Valori indicativi e approssimativi, basati sulla 'nduja tradizionale calabrese. Variano secondo il produttore, il rapporto carne-grasso, la stagionatura e la percentuale di peperoncino utilizzato.

Preparazione5 min
Cottura0 min
Difficoltàfacile
Porzioni4 persone
Costomedio
Stagionetutto l'anno
Ingredienti
  1. Preparazione della carne e del grassoAsciuga bene la carne magra di maiale con carta assorbente, quindi uniscila in una ciotola capiente con il grasso tritato finemente.

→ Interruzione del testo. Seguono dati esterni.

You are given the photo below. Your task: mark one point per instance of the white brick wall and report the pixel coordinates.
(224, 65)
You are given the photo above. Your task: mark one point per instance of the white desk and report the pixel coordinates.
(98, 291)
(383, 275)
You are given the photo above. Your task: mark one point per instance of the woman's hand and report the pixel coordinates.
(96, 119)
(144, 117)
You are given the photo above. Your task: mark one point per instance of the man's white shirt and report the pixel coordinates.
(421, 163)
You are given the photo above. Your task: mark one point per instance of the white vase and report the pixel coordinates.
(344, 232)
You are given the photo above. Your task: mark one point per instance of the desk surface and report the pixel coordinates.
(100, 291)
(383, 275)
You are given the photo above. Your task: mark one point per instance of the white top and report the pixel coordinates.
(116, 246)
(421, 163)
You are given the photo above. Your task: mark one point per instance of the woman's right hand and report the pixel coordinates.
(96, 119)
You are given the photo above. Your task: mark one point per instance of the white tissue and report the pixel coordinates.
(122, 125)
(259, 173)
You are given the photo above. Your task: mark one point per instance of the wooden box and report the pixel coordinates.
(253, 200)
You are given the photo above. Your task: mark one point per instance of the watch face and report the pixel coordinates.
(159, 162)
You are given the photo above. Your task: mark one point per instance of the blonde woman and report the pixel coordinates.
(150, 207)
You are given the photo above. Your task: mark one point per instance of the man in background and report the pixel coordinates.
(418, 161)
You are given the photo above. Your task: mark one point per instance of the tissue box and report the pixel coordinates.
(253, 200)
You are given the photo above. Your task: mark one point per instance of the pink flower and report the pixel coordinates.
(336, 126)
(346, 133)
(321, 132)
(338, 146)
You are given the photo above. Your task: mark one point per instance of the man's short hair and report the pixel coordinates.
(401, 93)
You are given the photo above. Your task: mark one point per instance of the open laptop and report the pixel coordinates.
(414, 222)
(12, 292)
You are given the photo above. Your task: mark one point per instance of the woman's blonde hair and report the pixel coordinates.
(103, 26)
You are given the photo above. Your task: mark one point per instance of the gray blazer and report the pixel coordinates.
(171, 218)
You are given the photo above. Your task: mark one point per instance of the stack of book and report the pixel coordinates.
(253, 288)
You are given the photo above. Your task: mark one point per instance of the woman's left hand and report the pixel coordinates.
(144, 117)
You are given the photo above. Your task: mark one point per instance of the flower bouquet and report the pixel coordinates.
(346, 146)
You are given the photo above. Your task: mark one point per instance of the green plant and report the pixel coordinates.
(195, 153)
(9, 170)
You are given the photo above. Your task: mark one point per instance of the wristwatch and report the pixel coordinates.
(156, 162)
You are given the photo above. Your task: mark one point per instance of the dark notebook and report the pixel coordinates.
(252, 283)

Assicurati che il grasso sia freddo per facilitare l'impasto. Mescola per 2-3 minuti con le mani fredde, fino a ottenere un composto omogeneo.
  2. Incorporazione del peperoncinoAggiungi al composto il peperoncino rosso precedentemente sgranato e ridotto in piccoli pezzi, il sale e il pepe nero. Mescola energicamente per altri 2-3 minuti, assicurandoti che il peperoncino sia distribuito uniformemente in tutta la massa. La consistenza deve restare morbida e cremosa.
  3. Riempimento del budelloPrepara il budello naturale risciacquandolo brevemente con acqua tiepida. Versa il composto di carne dentro il budello utilizzando un imbuto a tubo oppure una siringa per insaccati, spingendo lentamente per evitare bolle d'aria. Lascia circa 5 centimetri liberi a un'estremità.
  4. Sigillatura e assestamentoChiudi l'estremità aperta del budello con uno spago da cucina, facendo un nodo saldo. Sospendi l'insaccato in un luogo fresco e ventilato, tra i 12 e i 15 gradi Celsius, per una settimana. Questo periodo consente ai sapori di amalgamarsi e alla consistenza di diventare quella caratteristica, leggermente più compatta ma sempre cremosa.
  5. Primo assaggio e conservazioneDopo una settimana, la 'nduja è pronta. Passala in frigorifero a 4 gradi Celsius e conservala in un barattolo di vetro sterilizzato, coperta leggermente d'olio di oliva per proteggerla dall'ossidazione. Durerà facilmente 20-25 giorni in queste condizioni.
  6. Preparazione per il servizioEstrai dal frigo la 'nduja 15 minuti prima di servirla: il caldo della stanza ne ammorbidisce leggermente la consistenza. Taglia il budello e disponi alcune coltellate sul pane tostato tiepido. Accompagna con scorza di limone se desideri acidità, oppure con cicoria ripassata.

L'errore da non fare

L'errore più comune è usare carni già grasse o pretrattate, che rendono l'impasto eccessivamente grasso e pesante. Scegli sempre carne magra e aggiungi tu il grasso calibrato. Secondo errore: non rispettare i tempi di stagionatura, soprattutto nei mesi caldi. Una settimana a temperatura instabile produce una 'nduja molle e a rischio di degradazione. Infine, conservarla senza protezione d'olio o in frigorifero troppo freddo la indurisce e compromette la cremosità caratteristica.

I nostri consigli

Quando prepararla

La 'nduja è ideale da preparare nei mesi da novembre a febbraio, quando la temperatura ambiente è stabile e fresca, facilitando la stagionatura naturale. Nei mesi caldi è possibile farla, ma richiede più attenzione alla temperatura di conservazione e tempi leggermente più lunghi. È perfetta per portate invernali, accompagnamenti durante le feste, oppure come regalo fatto in casa a persone che apprezzano i salumi tradizionali.